Tuesday Toss-Up

Why You Should Punch a Time Clock…

… Even if You Don’t Have To

Some folks are naturally organized. Their junk drawers resemble a photo from Martha Stewart’s website, they’re never late and they always remember Great-Aunt Louise’s birthday.

I am not one of those folks.

My regular drawers look like junk drawers. If I shoot for being early, I stand a good chance of being somewhere on time…usually. And I can barely remember my birthday. So, for folks like me, some kind of time-management protocol is a must. And, if you can’t afford or don’t want to hire a personal assistant, something like Toggl might do the trick for you.


I started using Toggl for web design projects because I wanted to see how my project estimates matched with the actual time spent so I could give better estimates. Very quickly, I figured out that I could track my whole day (yep, as disorganized as I am naturally, I love, love, love lists and spreadsheets). How much time was I spending writing (or, often, not writing)? How much time did I devote to social media? How long did it take me to write a blog post? At a glance, I could see how my days broke down over the course of a week, month or even a year. I could see where I spending too much time or not enough. And I started to get a little more organized.

Now, I find myself wanting to make my daily charts look pretty and balanced. If any one element grows too far out of proportion, I can rein it in (that includes work).
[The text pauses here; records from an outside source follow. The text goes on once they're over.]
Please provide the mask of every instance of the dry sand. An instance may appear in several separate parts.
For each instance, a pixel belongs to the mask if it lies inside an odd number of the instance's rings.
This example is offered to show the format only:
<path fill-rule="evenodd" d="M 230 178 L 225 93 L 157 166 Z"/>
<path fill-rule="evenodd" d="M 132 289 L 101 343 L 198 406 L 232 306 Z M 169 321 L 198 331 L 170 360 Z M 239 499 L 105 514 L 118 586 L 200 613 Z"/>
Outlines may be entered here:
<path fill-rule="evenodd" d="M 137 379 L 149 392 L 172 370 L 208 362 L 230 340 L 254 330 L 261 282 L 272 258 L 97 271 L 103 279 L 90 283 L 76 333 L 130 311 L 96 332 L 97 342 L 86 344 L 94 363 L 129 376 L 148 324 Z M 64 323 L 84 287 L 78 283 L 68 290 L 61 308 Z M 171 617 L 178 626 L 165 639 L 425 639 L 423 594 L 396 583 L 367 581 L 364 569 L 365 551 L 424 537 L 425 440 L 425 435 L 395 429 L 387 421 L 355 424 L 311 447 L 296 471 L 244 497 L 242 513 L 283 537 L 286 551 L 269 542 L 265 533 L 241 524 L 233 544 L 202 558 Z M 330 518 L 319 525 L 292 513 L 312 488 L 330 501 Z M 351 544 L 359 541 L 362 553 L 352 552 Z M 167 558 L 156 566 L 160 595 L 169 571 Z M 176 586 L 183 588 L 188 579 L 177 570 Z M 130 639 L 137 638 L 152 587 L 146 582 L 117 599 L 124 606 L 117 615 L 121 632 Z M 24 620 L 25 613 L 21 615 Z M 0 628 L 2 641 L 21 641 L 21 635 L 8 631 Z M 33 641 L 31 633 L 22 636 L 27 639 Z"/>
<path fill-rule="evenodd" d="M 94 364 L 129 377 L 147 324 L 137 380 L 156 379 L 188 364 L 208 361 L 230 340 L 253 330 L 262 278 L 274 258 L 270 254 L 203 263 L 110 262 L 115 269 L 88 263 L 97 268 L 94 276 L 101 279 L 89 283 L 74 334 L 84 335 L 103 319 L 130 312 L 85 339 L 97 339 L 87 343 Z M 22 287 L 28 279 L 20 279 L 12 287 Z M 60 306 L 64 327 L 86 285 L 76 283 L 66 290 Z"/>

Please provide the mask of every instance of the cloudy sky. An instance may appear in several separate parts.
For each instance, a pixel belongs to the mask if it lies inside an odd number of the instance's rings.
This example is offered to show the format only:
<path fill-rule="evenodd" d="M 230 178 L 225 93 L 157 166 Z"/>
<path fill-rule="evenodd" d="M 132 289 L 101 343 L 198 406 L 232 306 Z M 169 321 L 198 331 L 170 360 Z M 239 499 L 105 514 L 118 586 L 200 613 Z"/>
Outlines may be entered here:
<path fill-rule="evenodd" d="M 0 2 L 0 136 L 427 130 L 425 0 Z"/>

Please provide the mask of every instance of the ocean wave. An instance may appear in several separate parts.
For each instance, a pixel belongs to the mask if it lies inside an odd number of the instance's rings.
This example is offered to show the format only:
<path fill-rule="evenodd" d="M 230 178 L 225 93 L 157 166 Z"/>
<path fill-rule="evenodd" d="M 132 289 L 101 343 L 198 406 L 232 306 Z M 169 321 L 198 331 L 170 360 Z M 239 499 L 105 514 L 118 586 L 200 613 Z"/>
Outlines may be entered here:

And I can see, before I try to tell myself I don’t have the time, whether I really have the time or not. Like, for exercise.

You can find the time-tracker online and they have desktop and app versions. The app is one of my best friends.

All in all, very nifty.

Also, I have to give a shout-out to Jeffrey McChesney, a fellow writer, whose post Time reminded me to share the goodness that is Toggl.


What are your time-organizing tricks? 


11 thoughts on “Why You Should Punch a Time Clock…

  1. I use FlyLady for a lot of my organization. When I use her system, both writing and the home life go much, much, much smoother. Her stress on routines, decluttering, and Baby Steps (inspired by the movie What About Bob?) really work for me, much better than any other system I’ve used. Even when I backslide, her tools and philosophy keep me from getting discouraged and giving up.

    Toggl looks like an interesting tool, though. Shiny.

  2. Thanks for the shout out and the information you gave me the other day. I’ve started using Toggl and so far it is showing where some of the time is being wasted.

    Nice tool to have in the arsenal.

  3. A few years ago I started creating weekly tables to track how much time I spent on writing each day, and what I worked on, and honestly it has been such a boon.

      1. And once a year I like to tally up the charts and see how much time I spent over the past year. I find it a nice ritual to remind myself of what I’m doing, and set little goals for myself. “Can I do 100 more hours of writing this year? Probably not. What about 50? Maybe.” Just knowing, undeniably, that there is measureable growth can be its own comfort.